The real breaking point for container storage at scale is not capacity, but the compounding latency introduced by distributed consensus during network partitions. While early pilots thrive on flexibility, production environments with high node density face a silent performance tax that erodes SLAs long before disks fill up. The operational cost here shifts from simple hardware procurement to the relentless engineering hours required to tune quorum thresholds and manage vendor lock-in risks. As hybrid strategies mature, the fragility of proprietary extensions becomes a single point of failure that standard backup routines cannot address.

Organizations should mandate a strict twelve-month sunset clause on any storage solution relying on non-standard CSI drivers. Treat vendor-specific features as temporary bridges, not fundamental architecture. If a storage engine cannot survive a vendor discontinuation event without manual data migration, it fails the durability test for critical workloads. Prioritize platforms that adhere strictly to upstream specifications to ensure your data layer remains portable across clouds.

Start this week by auditing your current CSI drivers against the official Kubernetes supported list. Identify any custom binaries or out-of-tree plugins in your production clusters and draft an immediate exit strategy for those lacking a clear, open-standard migration path.

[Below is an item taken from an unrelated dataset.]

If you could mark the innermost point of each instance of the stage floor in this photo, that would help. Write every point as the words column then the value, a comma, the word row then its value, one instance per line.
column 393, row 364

Frequently Asked Questions

What percentage of on-premise workloads will run in containers by 2028?
Gartner predicts 15% of on-premise production workloads will run in containers by 2028. This significant shift forces enterprises to move from disposable volumes to persistent, high-performance storage architectures capable of sustaining mission-critical databases.
How many companies are currently using or piloting Kubernetes today?
Source Material data shows 93% of companies are now using, piloting, or evaluating Kubernetes as core infrastructure. This widespread adoption marks the technology as essential rather than experimental for modern enterprise IT strategies globally.
What portion of container users operate Kubernetes in production environments?
Source Material data shows 82% of container users run Kubernetes in production environments requiring strong persistence mechanisms. These organizations rely on vendor-neutral systems to manage large numbers of containers with strict durability requirements daily.
Why do organizations deploy hybrid storage architectures for AI workflows?
Wasabi research indicates 64% of organizations are deploying hybrid storage architectures specifically for AI workflows. This approach helps balance high performance needs against cost constraints when handling massive data science pipelines effectively.
How much has container usage grown since 2022 according to recent data?
The current trajectory represents a 300% increase in container usage since 2022 as use cases expand. This growth includes analytics and artificial intelligence processing that demand permanent data foundations beyond ephemeral limits.